Memory Decoder: A Pretrained, Plug-and-Play Memory for Large Language Models (2508.09874v1)
Abstract: LLMs have shown strong abilities in general language tasks, yet adapting them to specific domains remains a challenge. Current method like Domain Adaptive Pretraining (DAPT) requires costly full-parameter training and suffers from catastrophic forgetting. Meanwhile, Retrieval-Augmented Generation (RAG) introduces substantial inference latency due to expensive nearest-neighbor searches and longer context. This paper introduces Memory Decoder, a plug-and-play pretrained memory that enables efficient domain adaptation without changing the original model's parameters. Memory Decoder employs a small transformer decoder that learns to imitate the behavior of an external non-parametric retriever. Once trained, Memory Decoder can be seamlessly integrated with any pretrained LLM that shares the same tokenizer, requiring no model-specific modifications. Experimental results demonstrate that Memory Decoder enables effective adaptation of various Qwen and Llama models to three distinct specialized domains: biomedicine, finance, and law, reducing perplexity by an average of 6.17 points. Overall, Memory Decoder introduces a novel paradigm centered on a specially pretrained memory component designed for domain-specific adaptation. This memory architecture can be integrated in a plug-and-play manner, consistently enhancing performance across multiple models within the target domain.
Collections
Sign up for free to add this paper to one or more collections.
Summary
- The paper introduces Memory Decoder, a pretrained, plug-and-play memory that adapts large language models to domain-specific data without modifying base parameters.

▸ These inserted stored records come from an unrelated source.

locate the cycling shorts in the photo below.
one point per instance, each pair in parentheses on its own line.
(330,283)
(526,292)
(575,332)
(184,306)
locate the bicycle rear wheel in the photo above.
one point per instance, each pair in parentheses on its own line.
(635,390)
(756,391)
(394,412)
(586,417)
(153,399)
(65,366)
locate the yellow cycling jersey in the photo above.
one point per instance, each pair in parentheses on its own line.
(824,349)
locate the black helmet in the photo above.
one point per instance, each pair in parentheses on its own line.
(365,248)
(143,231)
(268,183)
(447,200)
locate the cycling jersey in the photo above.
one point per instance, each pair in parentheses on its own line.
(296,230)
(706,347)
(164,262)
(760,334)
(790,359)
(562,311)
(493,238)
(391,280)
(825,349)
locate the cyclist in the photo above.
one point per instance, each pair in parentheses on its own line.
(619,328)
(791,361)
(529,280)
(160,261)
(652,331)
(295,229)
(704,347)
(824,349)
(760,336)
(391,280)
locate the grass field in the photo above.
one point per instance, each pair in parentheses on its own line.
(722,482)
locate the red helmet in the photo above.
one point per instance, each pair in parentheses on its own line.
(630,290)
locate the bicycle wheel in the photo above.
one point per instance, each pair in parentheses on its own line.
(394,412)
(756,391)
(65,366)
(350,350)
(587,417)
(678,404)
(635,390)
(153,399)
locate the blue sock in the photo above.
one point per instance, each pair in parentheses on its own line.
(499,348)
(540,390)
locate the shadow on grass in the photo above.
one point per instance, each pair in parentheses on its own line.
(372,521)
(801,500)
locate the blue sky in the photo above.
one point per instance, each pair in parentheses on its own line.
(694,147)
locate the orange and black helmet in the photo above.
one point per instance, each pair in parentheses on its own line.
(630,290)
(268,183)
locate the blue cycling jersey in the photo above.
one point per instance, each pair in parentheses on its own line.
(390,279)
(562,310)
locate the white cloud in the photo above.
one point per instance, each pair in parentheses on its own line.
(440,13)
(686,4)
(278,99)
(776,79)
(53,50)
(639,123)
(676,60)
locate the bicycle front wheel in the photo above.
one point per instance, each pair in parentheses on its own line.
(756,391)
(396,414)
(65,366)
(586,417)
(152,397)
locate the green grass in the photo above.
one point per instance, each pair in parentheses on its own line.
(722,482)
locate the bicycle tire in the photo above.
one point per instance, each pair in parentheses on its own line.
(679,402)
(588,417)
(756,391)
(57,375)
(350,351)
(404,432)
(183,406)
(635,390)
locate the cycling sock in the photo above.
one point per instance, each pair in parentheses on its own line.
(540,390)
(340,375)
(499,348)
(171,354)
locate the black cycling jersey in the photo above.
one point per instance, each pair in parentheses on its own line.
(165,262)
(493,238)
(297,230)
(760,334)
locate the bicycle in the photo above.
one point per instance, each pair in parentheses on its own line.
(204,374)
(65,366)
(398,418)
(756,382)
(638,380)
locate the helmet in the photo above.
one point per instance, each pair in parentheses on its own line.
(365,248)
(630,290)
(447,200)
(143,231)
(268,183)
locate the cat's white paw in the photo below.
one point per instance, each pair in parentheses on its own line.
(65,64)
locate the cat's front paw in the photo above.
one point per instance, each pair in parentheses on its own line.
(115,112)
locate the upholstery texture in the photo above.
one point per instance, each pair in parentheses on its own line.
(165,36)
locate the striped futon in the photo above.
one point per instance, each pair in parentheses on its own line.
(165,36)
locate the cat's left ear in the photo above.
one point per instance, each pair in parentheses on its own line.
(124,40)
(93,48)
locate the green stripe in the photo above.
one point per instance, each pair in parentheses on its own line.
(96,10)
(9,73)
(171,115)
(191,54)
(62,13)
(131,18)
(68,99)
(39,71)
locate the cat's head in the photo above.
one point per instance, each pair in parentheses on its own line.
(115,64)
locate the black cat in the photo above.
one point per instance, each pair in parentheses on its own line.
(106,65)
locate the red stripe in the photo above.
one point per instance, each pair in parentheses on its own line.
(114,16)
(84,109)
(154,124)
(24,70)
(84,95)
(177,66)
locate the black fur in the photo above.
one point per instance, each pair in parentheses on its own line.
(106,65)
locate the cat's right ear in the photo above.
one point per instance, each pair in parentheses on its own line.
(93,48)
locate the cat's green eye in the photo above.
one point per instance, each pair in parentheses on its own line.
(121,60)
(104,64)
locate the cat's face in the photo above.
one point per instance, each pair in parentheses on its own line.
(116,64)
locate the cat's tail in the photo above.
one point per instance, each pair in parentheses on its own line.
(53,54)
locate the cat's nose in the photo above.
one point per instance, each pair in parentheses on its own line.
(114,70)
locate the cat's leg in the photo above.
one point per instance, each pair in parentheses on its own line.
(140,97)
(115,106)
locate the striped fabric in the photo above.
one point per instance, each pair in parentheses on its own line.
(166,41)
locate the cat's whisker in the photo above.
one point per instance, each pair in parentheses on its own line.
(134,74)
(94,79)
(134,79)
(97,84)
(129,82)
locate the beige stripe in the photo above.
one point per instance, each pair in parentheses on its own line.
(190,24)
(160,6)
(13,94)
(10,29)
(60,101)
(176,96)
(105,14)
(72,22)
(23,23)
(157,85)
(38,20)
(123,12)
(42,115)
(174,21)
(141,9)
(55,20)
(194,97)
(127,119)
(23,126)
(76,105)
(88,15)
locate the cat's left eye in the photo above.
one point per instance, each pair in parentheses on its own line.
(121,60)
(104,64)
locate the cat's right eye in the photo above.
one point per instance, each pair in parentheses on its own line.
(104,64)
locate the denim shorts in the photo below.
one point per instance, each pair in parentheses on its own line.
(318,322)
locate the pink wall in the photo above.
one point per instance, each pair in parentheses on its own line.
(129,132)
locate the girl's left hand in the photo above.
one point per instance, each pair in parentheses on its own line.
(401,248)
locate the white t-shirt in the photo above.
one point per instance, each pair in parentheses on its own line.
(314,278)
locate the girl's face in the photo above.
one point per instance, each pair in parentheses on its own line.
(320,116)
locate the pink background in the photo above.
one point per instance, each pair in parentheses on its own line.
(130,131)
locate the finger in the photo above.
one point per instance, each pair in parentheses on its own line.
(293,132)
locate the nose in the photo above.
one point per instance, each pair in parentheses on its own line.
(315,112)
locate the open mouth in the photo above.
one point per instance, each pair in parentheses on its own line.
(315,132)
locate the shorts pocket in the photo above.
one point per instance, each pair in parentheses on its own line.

- It employs a compact transformer decoder trained to mimic kNN retrieval distributions, achieving reduced perplexity and faster inference compared to traditional methods.
- Empirical results across GPT-2, Qwen2, and Llama3 models demonstrate improved scalability and robustness, bridging parametric and non-parametric domain adaptation approaches.
Memory Decoder: A Pretrained, Plug-and-Play Memory for LLMs
Motivation and Problem Setting
Domain adaptation for LLMs remains a critical challenge, particularly in specialized fields such as biomedicine, finance, and law, where domain-specific terminology and knowledge are essential for reliable performance. Traditional approaches—Domain Adaptive Pretraining (DAPT) and Retrieval-Augmented Generation (RAG)—present significant trade-offs. DAPT requires full-parameter retraining for each model, incurring high computational cost and risking catastrophic forgetting. RAG, while parameter-efficient, introduces substantial inference latency due to expensive nearest-neighbor searches and extended context processing.
Figure 1: Comparison of domain adaptation approaches. DAPT modifies model parameters per size, RAG incurs retrieval overhead, while Memory Decoder enables plug-and-play adaptation without parameter modification or retrieval latency.
The Memory Decoder (MemDec) paradigm addresses these limitations by introducing a pretrained, plug-and-play memory module that can be interpolated with any LLM sharing the same tokenizer, enabling efficient domain adaptation without modifying the base model or incurring retrieval overhead.
Architecture and Training Procedure
Memory Decoder is implemented as a compact transformer decoder, pretrained to imitate the output distribution of non-parametric retrievers (e.g., kNN-LM) on domain-specific corpora. The pretraining objective is a hybrid loss: KL divergence between the Memory Decoder's output and the kNN distribution, regularized by standard cross-entropy to maintain corpus-level linguistic coherence. This approach enables the Memory Decoder to internalize the retrieval-based knowledge into its parameters, effectively compressing the information from large key-value datastores.
Figure 2: Overview of Memory Decoder architecture. Pretraining aligns the decoder's output with kNN distributions; inference interpolates its output with the base LLM for domain-enhanced predictions.
During inference, both the base LLM and the Memory Decoder process the input context in parallel. Their output distributions are linearly interpolated, controlled by a hyperparameter α, to produce domain-adapted predictions. This design ensures minimal inference overhead—only a single forward pass through the small decoder—contrasting sharply with the latency of RAG and kNN-LM.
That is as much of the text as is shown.